4th Summit of the Non-Aligned Movement took place on 5–9 September 1973 in Algiers, the capital city of Algeria. The event took place in the Palace of Nations outside of the capital city. The general agenda for the summit was initially defined at the 1973 ministerial meeting in Kabul where the Algerian delegation welcomed the contribution of Guyana, India and SFR Yugoslavia. 76 countries in total participated in the summit calling upon the United States and the Soviet Union not to take important decisions on disarmament, world trade or the world monetary system without the effective participation of the Third World.

Argentina, Bangladesh, Bhutan, Malta, Oman, Peru and Qatar joined as the Non-Aligned Movement at the time of the conference. The Algerian host underlined the need for concrete measures to help liberation movements in Portuguese Africa and Palestine. Secretary-General of the United Nations Kurt Waldheim welcomed “very useful” talks on peace in the region. While the event coincided with the attack on the Saudi Arabian Embassy in Paris, the attack was not commented and the delegation of the country led by King Faisal maintained cordial interactions with Yasir Arafat. United States Mission to the United Nations noticed increased coordination among the member states, where Sub-Saharan African countries showed a unified front on the question of Apartheid regime in South Africa and Arab states on the issue of Palestine. The mission also noted the increasing importance of the core Arab-African members, with decreasing prominence of the original leaders of the movement such as Indonesia, India and even SFR Yugoslavia. With the strong support by Fidel Castro, Soviet leader Leonid Brezhnev sent a letter to the Algerian President ahead of the event, asking him to try to direct the movement towards Soviet strategic interests. Libyan leader Muammar Gaddafi accused Castro of being a representative of the USSR in the movement, whilst some expected guests were absent including the king Hussein of Jordan (due to disagreements with the Palestinian delegation) and Suharto (due to Sihanouk's participation). In this sensitive context, the Yugoslav delegation, prepared in advance at the meeting in Igalo, carefully drafted the speech for the President of Yugoslavia Josip Broz Tito in which he decided not to mention a word "socialism" once.

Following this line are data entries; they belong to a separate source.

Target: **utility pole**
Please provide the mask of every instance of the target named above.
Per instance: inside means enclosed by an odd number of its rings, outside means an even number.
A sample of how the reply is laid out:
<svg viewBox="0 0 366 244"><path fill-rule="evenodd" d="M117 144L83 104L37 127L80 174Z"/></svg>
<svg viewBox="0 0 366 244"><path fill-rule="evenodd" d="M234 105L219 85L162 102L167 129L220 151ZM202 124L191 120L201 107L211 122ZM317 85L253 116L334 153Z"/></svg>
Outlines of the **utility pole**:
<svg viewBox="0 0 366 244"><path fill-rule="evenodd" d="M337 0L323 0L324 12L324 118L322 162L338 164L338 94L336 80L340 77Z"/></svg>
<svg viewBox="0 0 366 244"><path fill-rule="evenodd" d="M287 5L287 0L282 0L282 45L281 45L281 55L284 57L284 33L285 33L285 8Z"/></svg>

The conference adopted the decision on the mandate and the name of the future Coordinating Bureau, which would include 15 countries responsible for the organization of the following summit. The final document of the conference gave "unreserved support to the application of the principle that nationalization carried out by States [is understood] as an expression of their sovereignty". The United Nations General Assembly reaffirmed the declaration with a resolution supported by 108 countries and 1 vote (United Kingdom) against.